মঙ্গলবার, ৪ মার্চ, ২০১৪

The liability of a common carrier of goods under the Carriers Act, 1865














Liabilities of a Common Carrier

The liability of a common carrier of goods is laid down in the Carriers Act, 1865. For this purpose, the Act has classified the goods into two categories:

1.      Scheduled goods and
2.      Non-scheduled goods.

The scheduled goods are those which are mentioned in a Schedule to the Act. They are valuable articles like gold, silver, precious stones, bills and hundis, currency and bank notes, musical and scientific instruments etc.
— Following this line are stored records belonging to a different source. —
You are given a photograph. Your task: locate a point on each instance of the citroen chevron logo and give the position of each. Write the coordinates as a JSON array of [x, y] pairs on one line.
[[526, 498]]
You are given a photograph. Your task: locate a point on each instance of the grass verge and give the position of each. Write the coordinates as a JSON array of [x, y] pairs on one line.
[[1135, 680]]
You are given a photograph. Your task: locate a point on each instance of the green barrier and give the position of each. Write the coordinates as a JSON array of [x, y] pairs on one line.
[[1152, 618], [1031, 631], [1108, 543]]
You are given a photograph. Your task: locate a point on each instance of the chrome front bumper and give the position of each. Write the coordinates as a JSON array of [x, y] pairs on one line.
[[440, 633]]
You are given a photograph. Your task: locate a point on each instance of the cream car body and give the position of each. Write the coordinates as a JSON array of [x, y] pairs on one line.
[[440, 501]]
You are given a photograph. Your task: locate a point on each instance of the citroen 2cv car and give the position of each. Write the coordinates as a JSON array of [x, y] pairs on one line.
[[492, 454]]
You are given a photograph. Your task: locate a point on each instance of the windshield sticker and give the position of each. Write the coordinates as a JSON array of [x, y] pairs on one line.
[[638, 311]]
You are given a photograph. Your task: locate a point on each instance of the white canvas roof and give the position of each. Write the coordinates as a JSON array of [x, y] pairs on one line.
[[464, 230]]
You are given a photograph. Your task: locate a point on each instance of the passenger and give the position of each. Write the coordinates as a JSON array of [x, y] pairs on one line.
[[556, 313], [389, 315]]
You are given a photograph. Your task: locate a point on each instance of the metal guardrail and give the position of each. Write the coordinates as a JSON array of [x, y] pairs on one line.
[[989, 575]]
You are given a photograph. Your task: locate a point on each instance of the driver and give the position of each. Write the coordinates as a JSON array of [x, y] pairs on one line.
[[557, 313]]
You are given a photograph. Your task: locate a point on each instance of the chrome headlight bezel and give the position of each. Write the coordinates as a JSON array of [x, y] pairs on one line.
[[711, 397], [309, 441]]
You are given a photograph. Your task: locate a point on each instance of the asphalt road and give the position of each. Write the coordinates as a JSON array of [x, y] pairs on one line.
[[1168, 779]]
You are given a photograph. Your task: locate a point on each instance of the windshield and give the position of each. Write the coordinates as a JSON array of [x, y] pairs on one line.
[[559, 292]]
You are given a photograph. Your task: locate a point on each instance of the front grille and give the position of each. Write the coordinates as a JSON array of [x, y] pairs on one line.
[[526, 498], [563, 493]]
All other goods are non-scheduled.

Rules regarding liability of a common carrier:

1.      The carrier is liable for loss and damage if the value of the scheduled articles is exceeding TK. 100. The following conditions must be fulfilled:

a.      If the value and the description of the goods are disclosed by the    consignor to the carrier.
b.      If the loss or damage is due to a criminal act of the carrier or his agent or servant.

2.      The carrier can charge extra for carrying scheduled articles, but he cannot limit his statutory liability by any special agreement.

3.      As regards non-scheduled articles, a common carrier can limit his liability by special agreement with the consignor.

4.      In case of loss or damage, the claimant must notify the carrier within six months of the date of knowledge of the loss or damage.

5.      The common carrier is liable for loss or damage caused by negligence or criminal act done by himself or his agent or servant.

6.      The above rules apply only to Common carrier as defined by the Common Carriers Act, 1865. Thus they do not apply to carrier of passengers or to railway.